Given the demands of all those with an interest in
reunification, charting a course on the issue requires any West
German leader to navigate not with a telescope but with a
kaleidoscope. One of Kohl's primary targets was West German voters,
and he no doubt hoped to revive his dismal political fortunes. He
faces a general election in December 1990, and at the moment his
Christian Democratic Party's chances are rated as questionable.
Since the tumultuous events leading up to the dismantling of the
Berlin Wall began last August, Kohl has been attacked relentlessly
for a flat-footed response to a historic moment. When he appeared
on the steps of the Schoneberg town hall in Berlin on the night
after the Wall was breached, millions of TV viewers saw a flustered
and irate Kohl as he was heckled by an unfriendly crowd.

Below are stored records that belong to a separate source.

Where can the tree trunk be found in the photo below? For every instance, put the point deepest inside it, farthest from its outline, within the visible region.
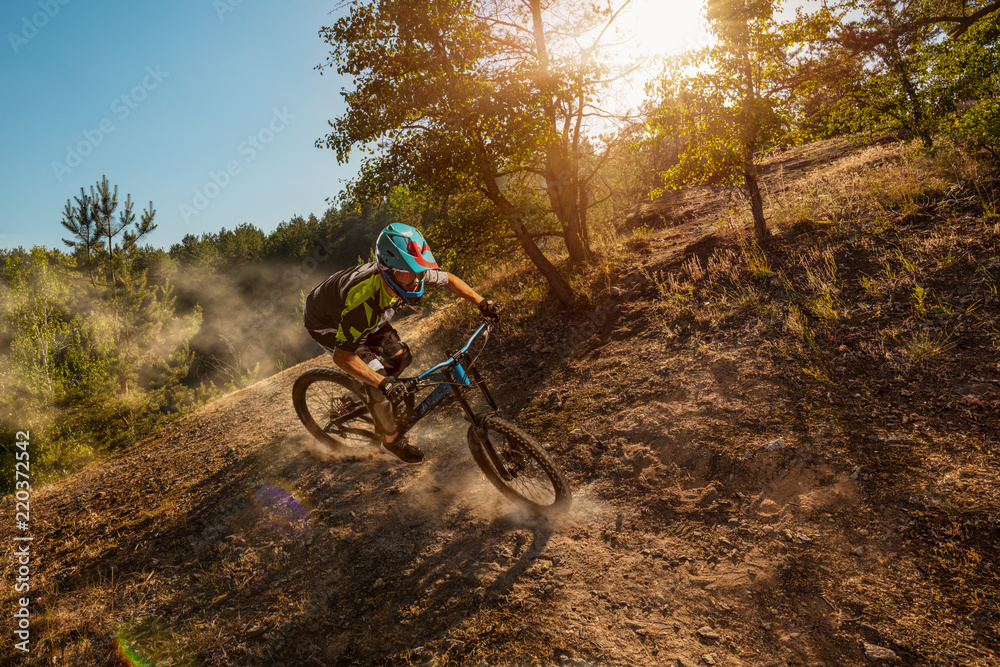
(561, 171)
(559, 285)
(756, 205)
(563, 190)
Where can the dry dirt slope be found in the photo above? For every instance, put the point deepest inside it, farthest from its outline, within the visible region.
(729, 510)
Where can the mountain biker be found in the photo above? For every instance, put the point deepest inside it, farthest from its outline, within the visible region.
(348, 315)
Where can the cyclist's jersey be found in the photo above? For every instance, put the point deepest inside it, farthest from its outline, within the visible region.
(353, 302)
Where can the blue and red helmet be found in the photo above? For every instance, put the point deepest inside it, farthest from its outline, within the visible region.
(401, 247)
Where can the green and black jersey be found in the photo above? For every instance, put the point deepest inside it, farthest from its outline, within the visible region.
(354, 302)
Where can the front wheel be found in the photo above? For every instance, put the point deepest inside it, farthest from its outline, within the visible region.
(332, 408)
(518, 466)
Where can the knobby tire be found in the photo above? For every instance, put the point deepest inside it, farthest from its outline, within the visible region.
(518, 466)
(326, 402)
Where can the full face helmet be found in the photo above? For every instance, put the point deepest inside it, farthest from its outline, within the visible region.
(401, 247)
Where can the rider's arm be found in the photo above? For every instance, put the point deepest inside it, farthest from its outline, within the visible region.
(352, 364)
(458, 287)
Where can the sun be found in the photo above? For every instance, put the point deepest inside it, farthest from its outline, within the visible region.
(664, 27)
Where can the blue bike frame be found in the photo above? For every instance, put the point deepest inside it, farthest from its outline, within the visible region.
(456, 374)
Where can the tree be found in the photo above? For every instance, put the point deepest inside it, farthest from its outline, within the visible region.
(732, 102)
(458, 96)
(140, 312)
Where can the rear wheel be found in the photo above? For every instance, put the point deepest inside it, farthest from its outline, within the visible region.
(332, 408)
(518, 466)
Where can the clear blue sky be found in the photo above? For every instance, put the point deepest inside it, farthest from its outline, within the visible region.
(209, 108)
(161, 96)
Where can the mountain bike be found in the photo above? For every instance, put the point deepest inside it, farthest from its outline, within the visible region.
(332, 406)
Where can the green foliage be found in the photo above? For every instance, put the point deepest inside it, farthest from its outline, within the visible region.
(730, 103)
(93, 355)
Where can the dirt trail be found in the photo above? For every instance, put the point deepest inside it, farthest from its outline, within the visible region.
(717, 520)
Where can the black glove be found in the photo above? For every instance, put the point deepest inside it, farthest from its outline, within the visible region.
(393, 389)
(490, 310)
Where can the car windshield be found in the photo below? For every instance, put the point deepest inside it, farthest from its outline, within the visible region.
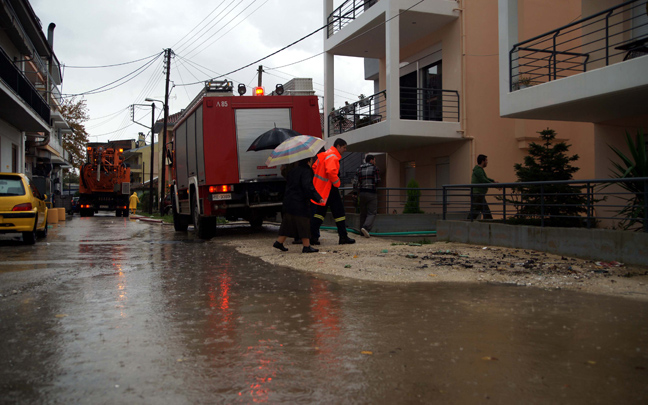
(11, 186)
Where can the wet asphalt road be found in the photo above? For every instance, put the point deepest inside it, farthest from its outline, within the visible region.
(113, 311)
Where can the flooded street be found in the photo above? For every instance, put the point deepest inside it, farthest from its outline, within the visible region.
(110, 310)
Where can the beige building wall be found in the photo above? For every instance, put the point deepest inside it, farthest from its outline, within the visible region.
(472, 67)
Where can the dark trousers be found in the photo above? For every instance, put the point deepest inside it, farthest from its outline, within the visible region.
(479, 205)
(337, 208)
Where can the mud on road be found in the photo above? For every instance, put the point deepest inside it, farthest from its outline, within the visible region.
(390, 260)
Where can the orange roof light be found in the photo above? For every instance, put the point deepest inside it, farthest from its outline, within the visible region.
(220, 189)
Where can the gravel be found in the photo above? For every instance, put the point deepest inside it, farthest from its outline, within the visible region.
(389, 260)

This time Kohl got the better of it. His speech was interrupted
with applause by supporters and opponents, and his party's main
rival, the Social Democratic Party, at first had no choice but to
endorse the speech. Later in the week, though, when the Bundestag
formally approved the plan, the SPD began feeling its politics
again and abstained from the voting. Kohl also seized the high
ground from the far-right Republican Party, which has issued absurd
calls for complete German reunification to 1937's borders, which
now include parts of Poland. Kohl reassured Germans across much of
the political spectrum as well as Germany watchers around the world
by emphasizing the term confederation. With its explicit echoes of
the Zollverein, the customs union of German states that existed
during the 19th century before Bismarck's unification of the
nation, the word summoned an image of a large but unthreatening
German entity.
The implied restraint -- no single, mammoth German state was
ever conjured in the speech -- seemed to appeal to many of Bonn's
allies, as did the fact that the text betrayed no inclination for
West Germany to stray from the folds of NATO or the European
Community. The U.S. reacted positively, though it did not endorse
Kohl's plan. State Department spokesman Margaret Tutwiler said that
"it should be no cause for concern that the Chancellor has laid out
his vision for the future of Germany." The presentation did
surprise Western capitals in one regard: Kohl had consulted none
of them -- not even Paris, London and Washington, which, together
with Moscow, are empowered by the postwar settlement to determine
the conditions of reunification. His decision not to consult was
a shrewd signal to everyone -- including, again, West German voters
-- that reunification is pre-eminently a matter for Germans to
decide.
The reaction in East Germany, another audience whose interests
Kohl undoubtedly weighed, was more mixed. The parliament in East
Berlin fulfilled one of Kohl's prerequisites -- for its own
purposes, to be sure, not in order to please Kohl -- by eliminating
the Communist Party's monopoly of power. But East German leader
Egon Krenz told TIME that "so long as both states remain in their
political and military alliances, a confederation of the two states
is simply not possible." Several of the country's new opposition
parties also weighed in against the Kohl scheme because of their
desire to maintain some kind of separate, reformed socialist state.
Even so, Kohl may have many more sympathizers whose views have not
been articulated in press conferences. In pro-democracy
demonstrations in Leipzig during the past few weeks, banners
proclaiming GERMANY, ONE COUNTRY bobbed through the crowd.
There was one unambiguously negative response. As he prepared
to leave for Malta, Mikhail Gorbachev named no names but warned
against "clumsy behavior or provocative statements." Faced with the
paradox of how to hold on to the Soviet Union's most strategically
and economically valuable ally now that all the satellites have
been freed from their confining orbits, Gorbachev warned that "any
attempt to extract selfish benefits from these events (is)
fraught with chaos." Kohl's next and far more difficult task is to
convince Gorbachev -- and many who silently think like him -- that
chaos is just what his plan will avert.